The annual pre-hunting season Bud Haynes & Co. firearms auction is going medieval this year with a collection of reproduction swords and armour.
The estate of Don Cook, a master warrant officer and a former instructor for the Sky Hawks Canadian Forces parachute team, has left a collection of more than 150 swords, 14 mannequins in suits of armour and Roman gladiators and other weapons and armour for the auction firm to sell.
“This was his collection and we were contacted by the family and they wanted to have it auctioned,” said auctioneer Linda Baggaley. “It’s quite unique, I’ve never seen this many different reproduction medieval swords. A lot of them are just beautiful.”
But the swords are just part of the collection. There are also helmets, chain mail and other armour pieces.
The annual fall hunting firearms auction will be held on Saturday at 9 a.m. by Bud Haynes & Co. at their facility, Bay 4 7429 49th Ave. in Red Deer.

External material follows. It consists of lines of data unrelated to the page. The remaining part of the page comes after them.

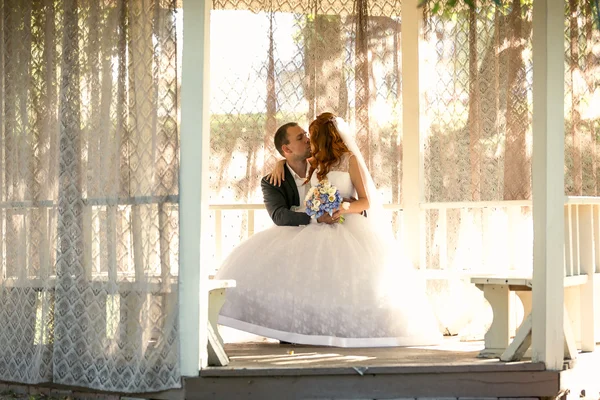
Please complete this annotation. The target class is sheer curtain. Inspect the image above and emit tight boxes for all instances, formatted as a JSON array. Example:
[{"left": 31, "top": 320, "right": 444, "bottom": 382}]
[{"left": 0, "top": 0, "right": 180, "bottom": 392}]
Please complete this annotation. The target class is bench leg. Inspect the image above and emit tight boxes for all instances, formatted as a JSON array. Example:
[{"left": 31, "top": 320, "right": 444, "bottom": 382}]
[
  {"left": 207, "top": 288, "right": 229, "bottom": 366},
  {"left": 500, "top": 305, "right": 578, "bottom": 362},
  {"left": 500, "top": 312, "right": 532, "bottom": 362},
  {"left": 516, "top": 291, "right": 532, "bottom": 329},
  {"left": 479, "top": 284, "right": 510, "bottom": 358}
]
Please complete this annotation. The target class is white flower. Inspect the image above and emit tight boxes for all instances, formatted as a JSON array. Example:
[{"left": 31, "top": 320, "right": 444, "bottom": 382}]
[
  {"left": 342, "top": 201, "right": 350, "bottom": 210},
  {"left": 305, "top": 190, "right": 314, "bottom": 201},
  {"left": 313, "top": 200, "right": 321, "bottom": 209},
  {"left": 328, "top": 195, "right": 335, "bottom": 202},
  {"left": 327, "top": 188, "right": 336, "bottom": 195},
  {"left": 319, "top": 188, "right": 327, "bottom": 194}
]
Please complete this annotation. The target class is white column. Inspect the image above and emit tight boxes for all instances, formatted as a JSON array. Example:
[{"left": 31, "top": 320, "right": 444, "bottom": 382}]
[
  {"left": 179, "top": 0, "right": 211, "bottom": 376},
  {"left": 401, "top": 0, "right": 424, "bottom": 269},
  {"left": 531, "top": 0, "right": 565, "bottom": 370}
]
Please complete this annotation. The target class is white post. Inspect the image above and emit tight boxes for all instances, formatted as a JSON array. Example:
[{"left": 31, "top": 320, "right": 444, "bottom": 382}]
[
  {"left": 401, "top": 0, "right": 424, "bottom": 269},
  {"left": 179, "top": 0, "right": 211, "bottom": 376},
  {"left": 531, "top": 0, "right": 565, "bottom": 370}
]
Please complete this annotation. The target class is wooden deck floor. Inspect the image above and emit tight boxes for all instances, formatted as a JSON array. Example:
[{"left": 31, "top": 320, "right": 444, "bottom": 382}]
[
  {"left": 204, "top": 339, "right": 536, "bottom": 374},
  {"left": 184, "top": 338, "right": 562, "bottom": 400}
]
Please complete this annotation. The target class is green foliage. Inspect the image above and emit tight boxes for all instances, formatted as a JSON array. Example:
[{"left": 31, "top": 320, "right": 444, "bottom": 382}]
[{"left": 418, "top": 0, "right": 600, "bottom": 29}]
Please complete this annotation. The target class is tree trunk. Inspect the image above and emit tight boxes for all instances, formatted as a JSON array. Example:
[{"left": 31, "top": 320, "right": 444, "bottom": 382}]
[
  {"left": 355, "top": 0, "right": 371, "bottom": 169},
  {"left": 303, "top": 14, "right": 345, "bottom": 121},
  {"left": 585, "top": 0, "right": 598, "bottom": 195},
  {"left": 264, "top": 12, "right": 277, "bottom": 173},
  {"left": 503, "top": 0, "right": 531, "bottom": 200},
  {"left": 468, "top": 5, "right": 481, "bottom": 201},
  {"left": 569, "top": 0, "right": 582, "bottom": 195}
]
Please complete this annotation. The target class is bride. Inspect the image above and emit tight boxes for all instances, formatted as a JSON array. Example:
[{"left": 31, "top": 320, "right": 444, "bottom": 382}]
[{"left": 215, "top": 112, "right": 441, "bottom": 347}]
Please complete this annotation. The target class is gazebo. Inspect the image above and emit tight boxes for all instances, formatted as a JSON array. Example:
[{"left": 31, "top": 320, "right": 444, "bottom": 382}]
[{"left": 1, "top": 0, "right": 600, "bottom": 398}]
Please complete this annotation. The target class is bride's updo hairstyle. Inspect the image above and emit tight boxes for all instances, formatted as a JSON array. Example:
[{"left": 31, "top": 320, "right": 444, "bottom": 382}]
[{"left": 307, "top": 112, "right": 350, "bottom": 182}]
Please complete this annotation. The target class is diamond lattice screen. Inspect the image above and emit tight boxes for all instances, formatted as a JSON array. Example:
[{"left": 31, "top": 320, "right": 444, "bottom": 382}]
[
  {"left": 422, "top": 1, "right": 533, "bottom": 204},
  {"left": 0, "top": 0, "right": 181, "bottom": 392},
  {"left": 565, "top": 0, "right": 600, "bottom": 196},
  {"left": 421, "top": 1, "right": 534, "bottom": 272}
]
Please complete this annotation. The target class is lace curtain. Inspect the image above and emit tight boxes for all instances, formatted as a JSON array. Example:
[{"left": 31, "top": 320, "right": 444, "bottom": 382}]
[
  {"left": 421, "top": 0, "right": 599, "bottom": 272},
  {"left": 0, "top": 0, "right": 180, "bottom": 392}
]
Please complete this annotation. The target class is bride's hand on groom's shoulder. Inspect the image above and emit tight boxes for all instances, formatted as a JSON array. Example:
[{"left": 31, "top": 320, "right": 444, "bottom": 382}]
[{"left": 267, "top": 159, "right": 286, "bottom": 186}]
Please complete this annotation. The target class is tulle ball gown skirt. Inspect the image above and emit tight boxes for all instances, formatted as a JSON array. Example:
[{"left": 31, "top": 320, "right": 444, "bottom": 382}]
[{"left": 215, "top": 214, "right": 442, "bottom": 347}]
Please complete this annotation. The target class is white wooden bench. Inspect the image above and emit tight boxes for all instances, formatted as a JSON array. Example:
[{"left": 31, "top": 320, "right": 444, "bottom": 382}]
[
  {"left": 207, "top": 279, "right": 236, "bottom": 366},
  {"left": 470, "top": 201, "right": 599, "bottom": 361},
  {"left": 471, "top": 274, "right": 589, "bottom": 361}
]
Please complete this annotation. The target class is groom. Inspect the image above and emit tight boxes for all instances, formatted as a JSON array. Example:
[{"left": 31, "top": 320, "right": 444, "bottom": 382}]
[{"left": 261, "top": 122, "right": 338, "bottom": 226}]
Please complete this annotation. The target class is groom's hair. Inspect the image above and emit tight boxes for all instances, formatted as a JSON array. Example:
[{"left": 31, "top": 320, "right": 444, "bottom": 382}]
[{"left": 274, "top": 122, "right": 298, "bottom": 157}]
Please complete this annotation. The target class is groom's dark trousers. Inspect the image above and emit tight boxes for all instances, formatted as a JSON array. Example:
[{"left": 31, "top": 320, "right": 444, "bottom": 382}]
[{"left": 261, "top": 163, "right": 311, "bottom": 227}]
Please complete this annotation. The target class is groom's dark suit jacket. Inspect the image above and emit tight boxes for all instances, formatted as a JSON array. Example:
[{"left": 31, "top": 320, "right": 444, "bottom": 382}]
[{"left": 261, "top": 164, "right": 311, "bottom": 227}]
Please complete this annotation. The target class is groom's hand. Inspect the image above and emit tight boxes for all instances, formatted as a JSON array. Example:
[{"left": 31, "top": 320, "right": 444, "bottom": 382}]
[{"left": 317, "top": 213, "right": 339, "bottom": 224}]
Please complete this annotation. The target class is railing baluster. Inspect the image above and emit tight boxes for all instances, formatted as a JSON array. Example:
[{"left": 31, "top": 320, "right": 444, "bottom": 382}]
[
  {"left": 248, "top": 210, "right": 255, "bottom": 238},
  {"left": 595, "top": 205, "right": 600, "bottom": 274},
  {"left": 215, "top": 210, "right": 222, "bottom": 266},
  {"left": 439, "top": 208, "right": 447, "bottom": 270},
  {"left": 574, "top": 205, "right": 581, "bottom": 276},
  {"left": 508, "top": 206, "right": 520, "bottom": 271},
  {"left": 564, "top": 205, "right": 573, "bottom": 277}
]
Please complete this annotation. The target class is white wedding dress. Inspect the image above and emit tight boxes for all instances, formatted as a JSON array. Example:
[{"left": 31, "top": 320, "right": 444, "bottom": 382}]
[{"left": 216, "top": 152, "right": 442, "bottom": 347}]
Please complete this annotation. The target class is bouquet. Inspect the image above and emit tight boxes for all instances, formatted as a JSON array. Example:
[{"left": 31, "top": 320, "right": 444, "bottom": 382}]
[{"left": 304, "top": 179, "right": 350, "bottom": 223}]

Prior to the auction, on Friday from 3 to 8 p.m. a free public viewing will take place.
“We get the odd reproduction sword, but never over 150 and all of them are different,” said Baggaley.
The diversity of the collection has the auction firm interested in attracting a different group of people, who wouldn’t typically be interested in this type of auction.
“There are groups where the guys collect these types of thing,” said Baggaley. “They go out and do presentations, go dressed in armour for different events. It’s another collectors field.”
On top of the reproductions pieces, some more recent history will be a part of the auction, but aren’t a part of the Cook collection.
“We have some really old items going back to the North West Mounted Police,” said Baggaley.
For the auction, they have a fully mechanical mannequin greeter in armour that can speak and talk to people as well as a mechanical fencer.
“We’ve never had 14 mannequins in full uniform and over 150 swords,” said Baggaley. “They were a lot of money to be ordered and made to look like the old swords.”
Cook had the collection mounted in a Quonset he had converted into a house.
“It’s nice the whole collection is together and didn’t get picked over,” said Baggaley. “Some of these helmets retailed for $300 or $400. I know some of the suits of armour, we were looking on the Internet, and some of them are $3,000 and $4,000 to order.”
Retail prices aside, Baggaley said she doesn’t really know how much they will fetch at auction.
“It’s hard to say what the market will do,” said Baggaley. “But with this big a collection, it should bring people that probably normally don’t come to firearms auctions.”
“A lot of people come down just to see some of the things,” said Baggaley. “Most people have never held a reproduction sword in their hands. They have a good weight to them, they’re made to look like the old ones, some are pretty dressed up.”